Xeroderma pigmentosa, atrophoderma pigmentosa, melanosi progressiva lenticolare

Questa è una malattia ereditaria estremamente rara caratterizzata da un aumento della sensibilità ai raggi ultravioletti, scurimento della pelle e diradamento, fotofobia e altre modifiche da parte dell'occhio. In alcune delle persone che soffrono di questa malattia, v'è un danno ai nervi che provoca le manifestazioni caratteristiche, a seconda del livello di danni al sistema nervoso. La malattia procede con progressione costante. Esiste un rischio molto elevato di sviluppare tumori della pelle causati dall'esposizione alle radiazioni ultraviolette. Nella maggior parte dei casi, l'xeroderma pigmentato è ereditato dal tipo autosomico recessivo. Vi sono prove della possibilità di ereditarietà autosomica dominante, così come l'assunzione di adesione parziale della malattia al sesso.

I primi sintomi sono alterazioni infiammatorie della pelle sotto l'influenza della radiazione solare, sviluppo, anche dopo breve raccolto sotto il sole, fotofobia, lacrimazione e congiuntivite. Si sviluppano spesso durante il periodo del neonato o nella prima infanzia, ma possono anche comparire più tardi - nella seconda decade di vita. L'età media di esordio è di 1-2 anni. Poco dopo i primi segni, circa 2 anni di età, ci sono macchie scure, come lentiggini e numerose lentiggini, a partire più abbondante nelle aree aperte del corpo. Come tempo sviluppa un quadro analogo a radiodermatitom cronica - pelle secca, pelle vasodilatazione, aumento della pelle attinica e diradamento possono essere formati focolai di maggiore densità, depigmentazione. Di norma, vi sono varie conseguenze deturpanti: la piccola dimensione della fessura bocca, restringimento delle aperture nasali, eversione del margine palpebrale, diradamento delle orecchie e naso. La maggior parte durante l'infanzia sviluppare tumori benigni della pelle, meno spesso formata tumori maligni con rapida progressione, metastatico e fatale all'età di 10- 15 anni.

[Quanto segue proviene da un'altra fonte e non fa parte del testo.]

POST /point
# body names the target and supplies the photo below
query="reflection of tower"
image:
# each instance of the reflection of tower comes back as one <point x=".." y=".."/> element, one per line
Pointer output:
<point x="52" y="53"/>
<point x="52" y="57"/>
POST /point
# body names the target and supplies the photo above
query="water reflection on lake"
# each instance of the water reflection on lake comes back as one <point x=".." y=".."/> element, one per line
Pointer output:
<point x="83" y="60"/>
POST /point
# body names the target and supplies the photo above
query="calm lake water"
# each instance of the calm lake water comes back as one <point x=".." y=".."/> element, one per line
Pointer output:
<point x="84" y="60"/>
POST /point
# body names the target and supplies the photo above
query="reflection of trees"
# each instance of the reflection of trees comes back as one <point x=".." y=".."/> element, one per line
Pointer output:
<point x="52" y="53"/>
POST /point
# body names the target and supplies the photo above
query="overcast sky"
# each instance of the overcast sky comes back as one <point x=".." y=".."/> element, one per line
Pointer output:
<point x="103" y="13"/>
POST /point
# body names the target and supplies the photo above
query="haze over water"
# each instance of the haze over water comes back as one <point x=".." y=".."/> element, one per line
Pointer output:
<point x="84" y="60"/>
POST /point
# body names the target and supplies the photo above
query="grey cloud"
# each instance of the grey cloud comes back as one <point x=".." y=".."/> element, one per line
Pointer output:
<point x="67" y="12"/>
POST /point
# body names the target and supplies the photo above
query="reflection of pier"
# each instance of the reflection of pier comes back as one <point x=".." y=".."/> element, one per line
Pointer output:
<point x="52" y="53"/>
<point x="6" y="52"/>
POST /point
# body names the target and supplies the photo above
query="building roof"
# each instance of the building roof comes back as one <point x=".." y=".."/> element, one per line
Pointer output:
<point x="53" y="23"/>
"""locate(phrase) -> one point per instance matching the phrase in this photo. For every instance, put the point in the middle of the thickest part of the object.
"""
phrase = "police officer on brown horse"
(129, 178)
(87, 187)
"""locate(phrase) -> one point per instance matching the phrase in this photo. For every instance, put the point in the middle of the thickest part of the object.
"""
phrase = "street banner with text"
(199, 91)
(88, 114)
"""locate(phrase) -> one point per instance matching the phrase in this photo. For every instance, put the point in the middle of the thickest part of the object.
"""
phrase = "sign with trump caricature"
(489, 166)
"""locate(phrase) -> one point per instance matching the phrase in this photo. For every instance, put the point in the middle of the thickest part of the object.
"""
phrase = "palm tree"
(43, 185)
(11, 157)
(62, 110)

fotofobia Inoltre e congiuntivite, i pazienti con questo disturbo possono sviluppare una varietà di danni agli occhi, foschia e ulcere corneali e altre alterazioni oculari, tra cui tumore. Con questa malattia le persone sembrano molto più vecchie della loro età.Ci può essere un rallentamento della crescita, ipoplasia dei genitali, alcuni disturbi marcati del sistema nervoso, in particolare, la violazione di sviluppo intellettuale fino a idiozia, le dimensioni del cervello piccolo, compromissione della coordinazione dei movimenti, la sordità progressiva. Trattamento

. condizione necessaria è quella di limitare l'esposizione al sole, l'uso di agenti fotoprotezione, l'uso di antiossidanti( vitamine C, E), stimolanti del sistema immunitario( interferone), la rimozione precoce dei tumori trattati con retinoidi profilattici( tigazon).segni caratteristici per rivelare i vettori in famiglie con questa malattia ereditaria sono: aumento della pigmentazione delle zone del corpo esposte di tipo lentiggini, e una maggiore sensibilità alla luce solare. La diagnosi prenatale è possibile esaminando le cellule del liquido amniotico.